When asked about any risk of the dispute escalating into a trade war, Dombrovskis said, “Currently we are focusing on negotiated solutions, we are reaching out to US authorities at different levels.”

He said, “We have a dedicated EU-U.S. task force which continues its work. We have made some progress, some of our concerns are being addressed, but there are still concerns which need to be addressed.”

On what the EU’s response would be if it was not satisfied with the outcome of negotiations, Dombrovskis said now was “not about sabre rattling”.

He added the bloc was working on its broader economic policy response to competitiveness issues given the challenges of high energy prices and the war in Ukraine, as well as the IRA. “That is set to include a review of existing EU subsidies and funds and whether they are being used most effectively.”
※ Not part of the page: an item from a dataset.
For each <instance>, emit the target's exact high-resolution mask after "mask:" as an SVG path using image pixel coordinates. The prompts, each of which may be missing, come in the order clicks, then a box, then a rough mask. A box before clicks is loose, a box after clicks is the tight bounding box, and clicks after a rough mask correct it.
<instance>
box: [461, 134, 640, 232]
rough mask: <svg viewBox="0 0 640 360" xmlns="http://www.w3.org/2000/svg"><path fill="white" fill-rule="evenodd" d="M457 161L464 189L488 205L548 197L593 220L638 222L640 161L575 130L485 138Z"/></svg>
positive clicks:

Dombrovskis also said they were looking to adjust the EU’s strict state aid rules to allow member states to provide more support for companies aiding the green transition, as previously called for by European Commission President Ursula von der Leyen.

“But there of course we need to be carefully framing it to maintain a level playing field within the EU single market,” Dombrovskis said.

Earlier, Ireland’s Finance Minister Michael McGrath told CNBC that the EU wanted to avoid a “subsidies race” with the US, and that any changes to state aid rules must not benefit countries with the “means and resources” to provide greater support to companies than others.

Meanwhile, Spanish Prime Minister Pedro Sanchez said Monday the EU could learn lessons from the IRA. “We need to reform some internal aspects of our industrial policies such as state aid, reducing bureaucracy and trying to send a message for the industry worldwide that’s it is Europe, and of course Spain, that is a good place to locate,” he added.

Wake-up call for Europe

“This is a wake-up call to Europe that it needs to be a lot more radical and a lot more proactive in responding to this challenge,” Boone said.

The bloc needs a three-pronged response to the situation, she said — simplifying state aid, focusing on strategic sectors, and ensuring a Europe-wide response – as supply chains will be disrupted if state aid is not increased across member countries.

Similarly, Danish energy firm Orsted CEO Mads Nipper warned that Europe needed to “shift to a totally different gear” and remove barriers to accelerating the transition.

According to Nipper, once electricity is transformed into hydrogen or liquid fuels, it changes from a regional to a global market, making it essential for Europe to remain competitive in this area.

But Nipper is “really happy” that Europe’s response to the IRA was not to fight it. “We need something as simple, as forceful and as consequential as that,” he said.

European Commission President Ursula von der Leyen on Tuesday had announced a green deal industrial plan to “ease” the regulatory environment for sectors such as wind power, heat pumps, solar power, clean hydrogen and energy storage through a so-called Net Zero Industry Act. And she wants further EU policy action on rare earths to reduce the EU’s 98pc dependency on China.

Super aggressive towards European companies

During his visit to the US last year, Macron, in a closed-door meeting with US lawmakers at the Library of Congress, reportedly said the IRA was “super aggressive” toward European companies.

The remarks came as the European leaders have complained about the legislative package, signed by Biden in August, that offers massive subsidies for US-made products, which they say unfairly disadvantages non-American companies and would be a serious blow to their economies as Europe deals with the fallout from Russia’s February invasion of Ukraine.